I believe it is time for us to become smarter with our smartphones so that we can pursue a more attentive, disciplined, and less distracted life. If you are not being very smart with your smartphone, if your intimacy with God, the wellbeing of your soul and your relationships are suffering as a result, let me suggest a wiser way forward.
First, get off your phone. Don’t text when you drive. On a weekly basis, do a several hour phone fast. I assure you the world will go on and you will survive. Not only will you survive, you will thrive. A technology fast is both freeing and enriching.

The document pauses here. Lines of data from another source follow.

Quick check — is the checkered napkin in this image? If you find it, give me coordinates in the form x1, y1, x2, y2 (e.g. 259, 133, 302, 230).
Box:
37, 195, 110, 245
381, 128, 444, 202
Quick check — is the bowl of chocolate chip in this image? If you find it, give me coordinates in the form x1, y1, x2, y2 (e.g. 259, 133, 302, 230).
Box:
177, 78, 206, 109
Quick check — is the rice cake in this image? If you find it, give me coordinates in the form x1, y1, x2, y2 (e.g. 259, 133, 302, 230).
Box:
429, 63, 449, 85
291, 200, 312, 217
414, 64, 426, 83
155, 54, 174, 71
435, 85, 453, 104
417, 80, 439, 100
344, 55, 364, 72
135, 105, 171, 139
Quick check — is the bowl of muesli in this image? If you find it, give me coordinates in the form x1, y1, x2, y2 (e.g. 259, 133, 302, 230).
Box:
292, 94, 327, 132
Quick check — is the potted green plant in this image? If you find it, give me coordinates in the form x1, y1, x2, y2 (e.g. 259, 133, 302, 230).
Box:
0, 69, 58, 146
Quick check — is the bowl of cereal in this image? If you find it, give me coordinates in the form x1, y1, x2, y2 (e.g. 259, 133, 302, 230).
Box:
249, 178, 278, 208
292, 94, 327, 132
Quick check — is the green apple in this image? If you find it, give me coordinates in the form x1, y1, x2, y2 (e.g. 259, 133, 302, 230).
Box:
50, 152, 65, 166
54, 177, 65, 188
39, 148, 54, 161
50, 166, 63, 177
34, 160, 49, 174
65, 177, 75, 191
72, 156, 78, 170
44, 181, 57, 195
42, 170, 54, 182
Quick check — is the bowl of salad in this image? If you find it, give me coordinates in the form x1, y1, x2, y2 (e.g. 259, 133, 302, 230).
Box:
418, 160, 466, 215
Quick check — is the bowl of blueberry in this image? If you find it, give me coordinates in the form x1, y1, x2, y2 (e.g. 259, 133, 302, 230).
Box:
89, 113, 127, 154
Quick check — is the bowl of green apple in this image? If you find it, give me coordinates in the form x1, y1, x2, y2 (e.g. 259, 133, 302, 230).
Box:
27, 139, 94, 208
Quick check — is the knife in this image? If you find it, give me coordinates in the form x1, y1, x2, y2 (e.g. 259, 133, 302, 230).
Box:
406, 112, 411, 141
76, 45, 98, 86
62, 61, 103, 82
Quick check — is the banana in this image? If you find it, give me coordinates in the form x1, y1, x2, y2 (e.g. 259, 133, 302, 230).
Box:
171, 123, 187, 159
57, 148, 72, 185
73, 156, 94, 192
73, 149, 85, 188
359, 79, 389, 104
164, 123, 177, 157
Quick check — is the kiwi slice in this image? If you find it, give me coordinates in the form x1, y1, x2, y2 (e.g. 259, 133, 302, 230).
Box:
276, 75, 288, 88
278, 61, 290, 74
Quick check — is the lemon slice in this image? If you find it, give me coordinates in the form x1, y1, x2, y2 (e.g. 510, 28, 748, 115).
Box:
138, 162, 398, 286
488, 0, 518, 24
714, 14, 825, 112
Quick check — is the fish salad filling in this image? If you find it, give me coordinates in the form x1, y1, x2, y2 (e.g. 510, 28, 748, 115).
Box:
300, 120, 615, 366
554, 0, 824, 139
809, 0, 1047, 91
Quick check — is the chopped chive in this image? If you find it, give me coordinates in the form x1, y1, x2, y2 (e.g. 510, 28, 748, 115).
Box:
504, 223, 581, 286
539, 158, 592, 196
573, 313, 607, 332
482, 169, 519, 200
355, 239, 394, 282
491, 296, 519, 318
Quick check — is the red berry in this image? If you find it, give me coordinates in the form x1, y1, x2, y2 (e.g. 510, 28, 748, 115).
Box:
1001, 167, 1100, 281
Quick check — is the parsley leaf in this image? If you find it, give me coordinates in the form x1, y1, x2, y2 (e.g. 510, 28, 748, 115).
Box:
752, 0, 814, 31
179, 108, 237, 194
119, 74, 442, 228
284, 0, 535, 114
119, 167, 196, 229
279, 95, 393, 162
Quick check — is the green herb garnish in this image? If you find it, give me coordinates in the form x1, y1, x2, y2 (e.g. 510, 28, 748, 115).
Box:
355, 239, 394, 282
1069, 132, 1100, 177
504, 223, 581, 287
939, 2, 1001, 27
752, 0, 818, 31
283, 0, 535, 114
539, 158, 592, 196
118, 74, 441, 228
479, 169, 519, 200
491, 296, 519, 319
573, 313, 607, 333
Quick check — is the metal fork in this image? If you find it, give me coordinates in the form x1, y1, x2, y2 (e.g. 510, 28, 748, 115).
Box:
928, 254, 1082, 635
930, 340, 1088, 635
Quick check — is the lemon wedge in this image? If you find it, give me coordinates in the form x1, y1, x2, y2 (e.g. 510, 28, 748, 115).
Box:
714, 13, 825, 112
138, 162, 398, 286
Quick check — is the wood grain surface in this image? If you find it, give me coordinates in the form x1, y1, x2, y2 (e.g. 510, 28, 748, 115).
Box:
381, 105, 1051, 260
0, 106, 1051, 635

Second, get alone.One of the most foundational spiritual disciplines is solitude. We live in a very noisy world. Solitude not only nourishes our soul, it also helps us be more attentive to God and His still small voice in our lives.
Third, get in the Word.What is your regular weekly pattern for studying God’s Word? The spiritual discipline of study will fill your heart and mind with life-giving truth and timeless wisdom, not digital junk food of trivial information. Put your phone aside and pick up your Bible. As the Apostle Paul reminds us, “let the word of Christ richly dwell within you.”
Fourth, get outside. Get your eyes off the screen for a while and get them on God’s beautiful creation. Find places and spaces where God’s general revelation of creation can be restorative to your body, mind, and soul. Remember the word recreation comes from re-creation, and a part of Sabbath rest is the restorative nature of nature.
Fifth, get with others. One of the gnawing ironies of our smartphone digital age is that while we have never been more connected, we have never been lonelier. While we may have a ton of Facebook friends, we have too few face-to-face friends. Incarnated relationships formed and nurtured in real time and space are a vital component of human and societal flourishing. Embrace the spiritual discipline of community. Spend regular times eating together as a family and keep your phones away from the table. Join a small group that meets regularly and attend worship services each Sunday.
Let’s be grateful for our smartphones, but let’s also get smarter in managing them. If you are looking for a good resource to read, I suggest Tony Reinke’s 12 Ways Your Phone Is Changing You. It is my heartfelt prayer that we live lives characterized not by distractedness, but rather attentiveness to Christ, to others, and to our own hearts.